Однако литературовед со стажем, у которого хватит сил абстрагироваться от этой патины и оценить сами конструкции статей, который вспомнит, что любая публикация И. Смирина в 1960—1970-е гг. воспринималась как пусть маленькое, но открытие, который с доверием выслушает автора, — этот литературовед найдет в книге немало если не вполне нового, то, во всяком случае, убедительного и точного. Конечно, и ему, скорее всего, случится поспорить с давними работами. Для автора этой заметки, например, совершенно очевидно, что рассказ “Фроим Грач” не должен восприниматься как часть “Одесских рассказов”, потому что написан совсем с иных позиций, чем знаменитый цикл: в нем Бабель стремился выявить свои “советские” взгляды настолько активно, что рассказ не получился; вместо тонкости письма в “Короле” или “Любке Казак” в нем есть какая-то доктринальность, желание убедить читателей в том, что и так должно быть ясно. Далеко не всегда можно согласиться и с трактовками отдельных бабелевских рассказов. С недоумением читаешь о Никите Балмашове, от чьего имени написано “Письмо”: “Его героическая натура раскрывается в эпизоде расправы со злобной спекулянткой, нахально обманувшей мужскую доверчивость солдат” (с. 20). Хороша “мужская доверчивость”: не изнасиловали всем вагоном! И “героическая натура” тоже: застрелить женщину, да еще не в бою, а сознательно и хладнокровно, а потом написать об этом в газету как едва ли не о подвиге!

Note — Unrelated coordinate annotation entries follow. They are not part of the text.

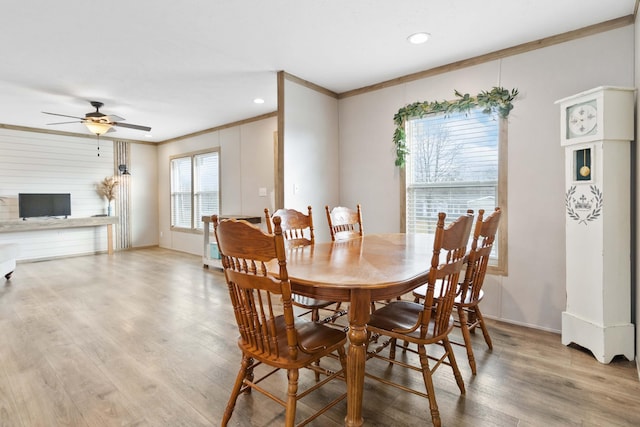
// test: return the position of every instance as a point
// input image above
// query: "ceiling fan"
(99, 123)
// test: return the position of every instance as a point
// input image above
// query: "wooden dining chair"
(297, 229)
(344, 223)
(429, 322)
(270, 334)
(470, 293)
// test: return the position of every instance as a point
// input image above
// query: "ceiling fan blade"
(64, 115)
(114, 118)
(130, 126)
(63, 123)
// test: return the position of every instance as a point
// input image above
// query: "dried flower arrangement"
(107, 187)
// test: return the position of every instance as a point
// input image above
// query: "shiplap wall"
(45, 163)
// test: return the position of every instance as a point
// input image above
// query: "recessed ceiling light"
(418, 38)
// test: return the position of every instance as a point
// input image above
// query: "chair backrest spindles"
(255, 294)
(344, 223)
(297, 228)
(453, 241)
(484, 234)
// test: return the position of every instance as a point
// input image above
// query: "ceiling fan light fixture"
(418, 38)
(97, 128)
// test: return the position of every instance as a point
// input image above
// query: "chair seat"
(315, 341)
(421, 291)
(402, 315)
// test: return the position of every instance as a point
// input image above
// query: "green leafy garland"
(497, 100)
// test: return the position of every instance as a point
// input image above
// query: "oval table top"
(386, 265)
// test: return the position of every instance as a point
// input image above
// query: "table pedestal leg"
(356, 356)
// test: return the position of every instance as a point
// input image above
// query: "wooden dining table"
(370, 268)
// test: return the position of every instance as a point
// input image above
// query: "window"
(456, 163)
(195, 189)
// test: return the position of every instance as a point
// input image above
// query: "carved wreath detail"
(583, 208)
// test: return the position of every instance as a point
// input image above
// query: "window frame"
(194, 221)
(501, 266)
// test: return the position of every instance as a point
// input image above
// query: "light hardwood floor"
(146, 338)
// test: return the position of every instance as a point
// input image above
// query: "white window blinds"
(452, 167)
(195, 189)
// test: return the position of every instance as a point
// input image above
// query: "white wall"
(144, 195)
(246, 164)
(311, 153)
(48, 163)
(533, 293)
(637, 198)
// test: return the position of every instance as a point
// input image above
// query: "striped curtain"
(121, 156)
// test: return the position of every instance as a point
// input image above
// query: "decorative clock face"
(582, 119)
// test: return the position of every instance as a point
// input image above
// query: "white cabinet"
(596, 129)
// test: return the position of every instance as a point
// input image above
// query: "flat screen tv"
(32, 205)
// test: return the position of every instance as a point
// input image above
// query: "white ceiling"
(185, 66)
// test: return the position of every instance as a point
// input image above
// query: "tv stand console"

Но таких случаев расхождения бабелевского замысла и его прочтения литературоведом в книге немного, и не они определяют общую атмосферу книги, полную любви и уважения к герою.

И это заставляет вспомнить, что статьи, составившие эту книгу, появлялись в печати в интервале между 1959 и 1992 гг., а жизнь автора, Израиля Абрамовича Смирина, ограничена датами 1925—1993. При этом подавляющее большинство статей появилось или при Хрущеве, или при Брежневе, что делает сборник замечательным свидетельством для будущего историка советской гуманитарной науки.

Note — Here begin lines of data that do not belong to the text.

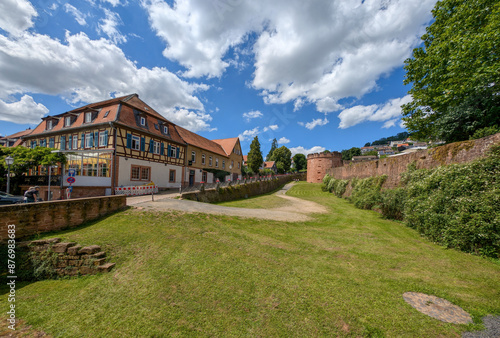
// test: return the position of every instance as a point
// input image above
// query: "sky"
(315, 75)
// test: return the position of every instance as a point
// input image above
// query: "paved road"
(295, 211)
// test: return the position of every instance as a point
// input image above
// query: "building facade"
(118, 143)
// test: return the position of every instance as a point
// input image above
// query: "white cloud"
(252, 115)
(82, 70)
(306, 52)
(390, 123)
(108, 26)
(17, 16)
(357, 114)
(389, 112)
(26, 110)
(283, 140)
(79, 16)
(250, 134)
(272, 127)
(314, 123)
(302, 150)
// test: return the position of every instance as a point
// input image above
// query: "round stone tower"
(318, 164)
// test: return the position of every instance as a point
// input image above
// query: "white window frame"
(88, 143)
(136, 143)
(156, 147)
(102, 138)
(88, 117)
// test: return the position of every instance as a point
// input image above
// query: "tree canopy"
(300, 161)
(255, 159)
(283, 158)
(347, 154)
(455, 75)
(274, 146)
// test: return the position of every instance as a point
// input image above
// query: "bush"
(393, 203)
(366, 192)
(458, 205)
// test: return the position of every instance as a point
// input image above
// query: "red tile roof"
(200, 142)
(227, 144)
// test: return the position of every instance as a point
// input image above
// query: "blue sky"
(315, 75)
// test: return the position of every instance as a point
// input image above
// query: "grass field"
(342, 274)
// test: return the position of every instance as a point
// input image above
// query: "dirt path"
(295, 211)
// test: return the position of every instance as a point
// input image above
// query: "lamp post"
(9, 161)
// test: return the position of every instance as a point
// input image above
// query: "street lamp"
(9, 161)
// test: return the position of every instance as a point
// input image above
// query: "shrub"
(393, 203)
(458, 205)
(366, 192)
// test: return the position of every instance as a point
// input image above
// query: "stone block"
(101, 254)
(87, 270)
(106, 267)
(73, 251)
(62, 247)
(91, 249)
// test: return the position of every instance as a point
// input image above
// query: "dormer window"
(88, 117)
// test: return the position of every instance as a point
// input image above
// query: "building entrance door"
(191, 177)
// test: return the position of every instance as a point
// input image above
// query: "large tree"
(283, 158)
(455, 76)
(24, 159)
(274, 146)
(255, 159)
(300, 161)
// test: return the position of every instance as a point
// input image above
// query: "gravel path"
(295, 211)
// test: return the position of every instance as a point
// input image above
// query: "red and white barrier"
(137, 190)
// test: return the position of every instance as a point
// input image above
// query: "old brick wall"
(62, 258)
(34, 218)
(458, 152)
(241, 191)
(318, 164)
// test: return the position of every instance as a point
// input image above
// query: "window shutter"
(129, 140)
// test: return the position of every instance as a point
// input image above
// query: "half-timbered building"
(125, 142)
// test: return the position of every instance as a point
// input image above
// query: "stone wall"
(62, 259)
(36, 218)
(241, 191)
(318, 164)
(458, 152)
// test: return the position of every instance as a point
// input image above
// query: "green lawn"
(342, 274)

Насколько можно себе представить по самим текстам книги и по вступительной статье, Смирину пришлось очень тяжело. Оказавшись в эвакуации в Казахстане, он получал высшее образование в самые мрачные годы сталинщины (закончил Казахский государственный университет в 1951 г.), печататься начал лишь в 1959 г., что невольно заставляет проецировать биографию на приснопамятные события 1952—1953 гг., “дело врачей” в первую очередь. И первая статья, про “Конармию”, выходит в свет через три года после ХХ съезда и через два — после первого с 1930-х гг. переиздания Бабеля, на фоне погромных выступлений тех, кто ничего убитому писателю не забыл и не простил. Первый пик в количестве публикаций Смирина приходится на 1961— 1967 гг., когда он много пишет, публикует неизвестные и републикует забытые тексты Бабеля, защищает диссертацию.

Мы сейчас можем только догадываться, что стоит за краткими строчками помещенной в конце книги характеристики: “…в начале учебного года он отказался от чтения курса “Советская литература”. В мае 1971 г. И.А. Смирин был подвергнут критике в докладе Министра высшего и среднего образования КазССР на совещании работников высшей и средней специальной школы за хранение неразрешенной литературы. 10 июля 1971 г. И.А. Смирин освобожден от занимаемой должности в связи с неизбранием по конкурсу” (с. 311). Как это — отказался от чтения? Откуда известно про хранение неразрешенной (странный термин!) литературы? Был ли он под колпаком КГБ или доброхоты из числа коллег и студентов постарались? И почему его с такой характеристикой приняли на работу в Пермский педагогический институт? Тут есть над чем поразмыслить.

В середине 1970-х гг. появляется второй значительный цикл работ И.М. Смирина, после чего работы появляются уже эпизодически, он как действующий литературовед становится плохо различим в современной науке. Тезисы, учебный материал, методические рекомендации — вот теперешние жанры его работы. И тут опять-таки хотелось бы знать, что стало причиной: отчаяние от безнадежности? Усталость? Надзор и контроль?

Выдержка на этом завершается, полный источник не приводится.